Abbraccio perfetto, scienziati rivelano come fare

Alcuni ricercatori giapponesi affermano di avere individuato le caratteristiche dell'abbraccio perfetto: pressione e durata ideali per i benefici maggiori.

L’abbraccio perfetto potrebbe essere una questione di tecnica. Non del tutto magari, ma molto influirebbe il come avviene questo particolare momento.
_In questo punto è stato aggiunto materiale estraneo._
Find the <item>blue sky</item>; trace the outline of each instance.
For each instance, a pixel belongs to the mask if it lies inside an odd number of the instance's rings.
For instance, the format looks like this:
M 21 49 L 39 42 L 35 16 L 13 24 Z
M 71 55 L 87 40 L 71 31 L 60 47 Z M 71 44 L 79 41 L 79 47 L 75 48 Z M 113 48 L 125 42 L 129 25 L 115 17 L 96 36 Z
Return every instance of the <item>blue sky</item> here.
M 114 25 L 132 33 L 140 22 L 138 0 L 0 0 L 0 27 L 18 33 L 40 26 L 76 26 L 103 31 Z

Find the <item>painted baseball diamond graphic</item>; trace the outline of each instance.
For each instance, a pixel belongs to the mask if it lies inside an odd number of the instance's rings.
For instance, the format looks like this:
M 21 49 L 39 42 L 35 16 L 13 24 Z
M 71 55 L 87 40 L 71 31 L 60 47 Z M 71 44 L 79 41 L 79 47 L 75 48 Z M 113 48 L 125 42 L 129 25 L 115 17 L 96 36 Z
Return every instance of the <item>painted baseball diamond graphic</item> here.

A sostenerlo i ricercatori giapponesi della Toho University, il cui studio è stato pubblicato sulla rivista scientifica Cell.

In molti hanno atteso a lungo un abbraccio durante la fase di quarantena dell’emergenza Coronavirus. Un semplice gesto che racchiude in sè un rimedio naturale contro l’ansia e lo stress. Per approfondire tale aspetto i ricercatori hanno analizzato le risposte dei bambini. Diversi i parametri utilizzati, dalla durata del gesto all’entità della “stretta”. Passando infine per la differenza tra l’abbraccio dei genitori e quello di estranei.

Gli studiosi hanno monitorato il battito cardiaco dei bambini, così come la stretta degli adulti attraverso sensori di pressione applicati sulle mani di questi ultimi. Tre le differenti pressioni esercitate: abbracciati senza stringere, con una pressione media o un abbraccio molto stretto.

Secondo i rilevamenti la pressione media risulterebbe quella più adatta a tranquillizzare i bambini rispetto a quella minima. Al contrario un abbraccio molto stretto ridurrebbe l’entità di questo effetto. Anche per quanto riguarda il tempo vi sarebbe un parametro da rispettare: fino a 20 secondi per un risultato ottimale, oltre il minuto la reazione sarà negativa.

In caso di bambini di età superiore ai 125 giorni si otterranno benefici maggiori dall’abbraccio di un genitore maschio piuttosto che da un’estranea femmina. L’effetto rilassante interessa non soltanto i piccoli, ma anche i genitori che abbracciano i loro figli.